When I first started investing seriously in KLSE markets circa 2016, your blog was one of the few I finished. I always felt you were a relatively sharp person, but having read buffet, graham and the rest since i was 12, and thus being an inoculated value investor, i always felt that the picks might have been a little off. Nevertheless, being younger and greedy, I decided to take a flyer on them.
It took me tuition fees of RM1,000-RM2,000 (Chinwell and Gadang) before i regained some of my sense, another RM3,000-RM4,000 to learn not to listen OTB blindly (Gamuda-WE) (we are different people with different philosophies), and another RM5,000-6,000 to understand the foolishness of short term trading, speculation and the aversion towards realizing a loss.
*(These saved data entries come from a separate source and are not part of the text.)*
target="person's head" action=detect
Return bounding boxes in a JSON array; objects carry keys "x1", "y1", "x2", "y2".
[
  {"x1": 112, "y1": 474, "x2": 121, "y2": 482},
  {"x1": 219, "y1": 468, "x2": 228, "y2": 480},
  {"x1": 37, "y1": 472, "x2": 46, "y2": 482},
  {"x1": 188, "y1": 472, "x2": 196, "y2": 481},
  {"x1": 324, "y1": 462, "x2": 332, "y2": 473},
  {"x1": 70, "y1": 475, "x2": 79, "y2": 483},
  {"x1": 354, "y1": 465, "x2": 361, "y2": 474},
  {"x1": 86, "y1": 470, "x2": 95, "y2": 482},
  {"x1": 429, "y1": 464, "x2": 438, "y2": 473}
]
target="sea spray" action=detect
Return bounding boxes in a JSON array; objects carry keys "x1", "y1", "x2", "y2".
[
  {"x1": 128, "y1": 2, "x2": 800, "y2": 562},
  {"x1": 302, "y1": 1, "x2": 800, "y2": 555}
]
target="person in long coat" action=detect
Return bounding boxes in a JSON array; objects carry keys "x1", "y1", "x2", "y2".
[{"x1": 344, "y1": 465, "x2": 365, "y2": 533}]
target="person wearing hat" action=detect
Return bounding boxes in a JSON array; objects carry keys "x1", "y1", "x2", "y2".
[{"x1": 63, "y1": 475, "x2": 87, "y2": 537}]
All of which are well worth the money, and the few months spent learning them.
The best way, is to properly learn and study all the greats thoroughly before we start investing. The second best is to lose some money and learn via experience while one is young not that rich. The third, is to lose a lot, or go bankrupt (not too badly) at an age where one still has a chance for a comeback.
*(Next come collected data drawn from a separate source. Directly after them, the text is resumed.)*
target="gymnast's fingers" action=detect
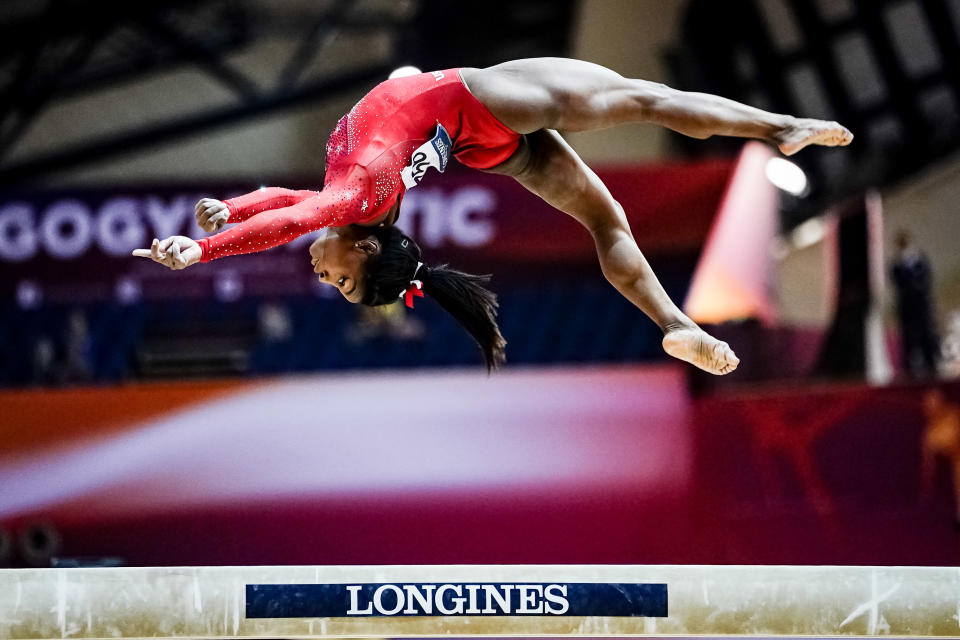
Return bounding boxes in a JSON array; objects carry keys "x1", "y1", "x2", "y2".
[
  {"x1": 170, "y1": 242, "x2": 185, "y2": 268},
  {"x1": 196, "y1": 199, "x2": 220, "y2": 227},
  {"x1": 196, "y1": 198, "x2": 216, "y2": 215},
  {"x1": 209, "y1": 211, "x2": 229, "y2": 231}
]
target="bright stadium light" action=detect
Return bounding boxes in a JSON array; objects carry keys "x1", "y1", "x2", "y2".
[
  {"x1": 389, "y1": 65, "x2": 421, "y2": 79},
  {"x1": 765, "y1": 157, "x2": 809, "y2": 196}
]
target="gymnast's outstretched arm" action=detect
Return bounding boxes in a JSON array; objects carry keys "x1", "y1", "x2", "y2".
[
  {"x1": 134, "y1": 185, "x2": 370, "y2": 269},
  {"x1": 194, "y1": 188, "x2": 322, "y2": 232},
  {"x1": 495, "y1": 129, "x2": 738, "y2": 376}
]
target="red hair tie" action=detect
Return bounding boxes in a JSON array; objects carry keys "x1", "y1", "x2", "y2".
[
  {"x1": 399, "y1": 261, "x2": 425, "y2": 308},
  {"x1": 402, "y1": 281, "x2": 424, "y2": 308}
]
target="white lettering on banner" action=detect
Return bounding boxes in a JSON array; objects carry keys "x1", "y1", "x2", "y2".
[
  {"x1": 545, "y1": 584, "x2": 570, "y2": 614},
  {"x1": 0, "y1": 196, "x2": 198, "y2": 263},
  {"x1": 373, "y1": 585, "x2": 405, "y2": 616},
  {"x1": 517, "y1": 584, "x2": 544, "y2": 614},
  {"x1": 448, "y1": 186, "x2": 495, "y2": 247},
  {"x1": 402, "y1": 189, "x2": 446, "y2": 246},
  {"x1": 346, "y1": 586, "x2": 372, "y2": 615},
  {"x1": 399, "y1": 186, "x2": 496, "y2": 248},
  {"x1": 482, "y1": 584, "x2": 510, "y2": 614},
  {"x1": 0, "y1": 185, "x2": 497, "y2": 262},
  {"x1": 97, "y1": 197, "x2": 145, "y2": 256},
  {"x1": 344, "y1": 583, "x2": 571, "y2": 616},
  {"x1": 0, "y1": 202, "x2": 37, "y2": 262},
  {"x1": 403, "y1": 584, "x2": 435, "y2": 614},
  {"x1": 464, "y1": 584, "x2": 481, "y2": 614},
  {"x1": 42, "y1": 200, "x2": 91, "y2": 260},
  {"x1": 435, "y1": 584, "x2": 465, "y2": 615},
  {"x1": 145, "y1": 196, "x2": 191, "y2": 240}
]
Mr Koon, you are 85 years old. By my calculations (done in my head for 5 seconds), you should have lost at least RM60 million or so. Most of which are realized, some unrealized. Which should be the bulk of your investment gains for the last 5 years.
Despite being the former founder of IJM, Mudajaya and Gamuda. I am sure these are still a very significant injury to your finances.
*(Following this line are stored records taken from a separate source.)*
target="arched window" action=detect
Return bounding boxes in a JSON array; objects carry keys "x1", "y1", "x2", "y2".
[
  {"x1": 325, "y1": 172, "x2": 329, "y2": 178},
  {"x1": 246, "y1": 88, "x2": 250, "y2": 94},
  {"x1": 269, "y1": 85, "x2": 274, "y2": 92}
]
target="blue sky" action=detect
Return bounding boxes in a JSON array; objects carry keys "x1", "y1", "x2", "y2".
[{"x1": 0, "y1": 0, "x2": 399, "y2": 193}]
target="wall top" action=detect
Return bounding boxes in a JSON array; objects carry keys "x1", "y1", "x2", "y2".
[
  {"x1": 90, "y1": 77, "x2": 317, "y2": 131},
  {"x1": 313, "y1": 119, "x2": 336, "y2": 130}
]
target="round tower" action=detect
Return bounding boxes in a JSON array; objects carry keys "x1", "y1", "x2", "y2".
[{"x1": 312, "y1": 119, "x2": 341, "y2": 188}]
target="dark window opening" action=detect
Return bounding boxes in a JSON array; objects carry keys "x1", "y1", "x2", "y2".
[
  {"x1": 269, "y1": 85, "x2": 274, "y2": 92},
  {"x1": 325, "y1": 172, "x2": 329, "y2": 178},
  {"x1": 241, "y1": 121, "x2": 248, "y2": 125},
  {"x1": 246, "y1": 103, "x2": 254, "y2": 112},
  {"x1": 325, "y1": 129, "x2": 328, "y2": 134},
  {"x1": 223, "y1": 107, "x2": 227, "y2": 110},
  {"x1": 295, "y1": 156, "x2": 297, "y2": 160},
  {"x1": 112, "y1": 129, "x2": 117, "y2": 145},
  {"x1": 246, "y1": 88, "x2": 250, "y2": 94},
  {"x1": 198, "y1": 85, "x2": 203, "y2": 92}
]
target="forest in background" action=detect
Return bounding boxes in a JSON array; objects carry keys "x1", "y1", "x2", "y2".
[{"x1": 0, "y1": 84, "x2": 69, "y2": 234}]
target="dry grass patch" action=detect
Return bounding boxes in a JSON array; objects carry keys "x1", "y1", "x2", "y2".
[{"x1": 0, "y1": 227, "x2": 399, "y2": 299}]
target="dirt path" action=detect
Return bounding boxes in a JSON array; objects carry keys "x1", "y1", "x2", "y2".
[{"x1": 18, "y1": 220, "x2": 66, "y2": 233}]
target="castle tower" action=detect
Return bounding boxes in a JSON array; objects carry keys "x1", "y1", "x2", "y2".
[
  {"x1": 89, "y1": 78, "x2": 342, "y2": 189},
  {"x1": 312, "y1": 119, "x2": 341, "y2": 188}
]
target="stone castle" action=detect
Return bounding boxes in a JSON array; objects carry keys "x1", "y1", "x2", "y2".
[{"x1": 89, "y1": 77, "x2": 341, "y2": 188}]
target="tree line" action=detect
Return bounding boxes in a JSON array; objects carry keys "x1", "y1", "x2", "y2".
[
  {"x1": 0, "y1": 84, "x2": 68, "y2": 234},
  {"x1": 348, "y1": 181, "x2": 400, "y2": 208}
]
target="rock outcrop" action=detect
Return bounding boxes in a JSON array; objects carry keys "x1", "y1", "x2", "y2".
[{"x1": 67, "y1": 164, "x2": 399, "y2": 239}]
From your recent article, I was heartened by your willingness to share your failures as well as some of your learnings from this recent event.
However, I must be frank. For RM60 million or so. I’m not sure you have gotten your money’s worth.
As you’re likely to have other priorities and commitments that may prevent you from properly furthering your education in investing, via reading (for the record, I’m a big fan of learning vicariously through the experience and failures of others when it comes to money).
Here is a list of quotes on investing I find most intelligent. The thing about quotes or sayings, is that they often encapsulate the essence of the topic.
Quotes on Intelligent Investing
However, It would be better if you read the books, and see these ideas fully expanded along with the examples.
Here is a list.
Investment Books to read, and why you should read more.
If you can’t find any of them, let me know, and I’ll send you a soft copy (or a hardcopy when I drop by Ipoh sometime next month).
They will cost your far less than RM60 million, but for someone of your stature and wealth, they’ll be worth a lot more than that.
You may contact me at email@example.com or ask Mr OTB for my contact. I have your contact, but I’m not one to impose uninvited.
PS: In your writings, you often said how you do not know how to read financial statements. I concede that the ability to read financial statements does not guarantee success in investing or speculating. God knows audit firms are filled with investment failures.
However, if you’re unable understand financial statements, then you go through your investment career like a one–legged man in an ass–kicking contest. You’re giving a huge advantage to everybody else.
Imagine how much better of an investor you would be, if you spent the one or two days learning to do so.
If you’d like, I am open to giving you’re a quick lesson over 2-3 hours when I’m in Ipoh.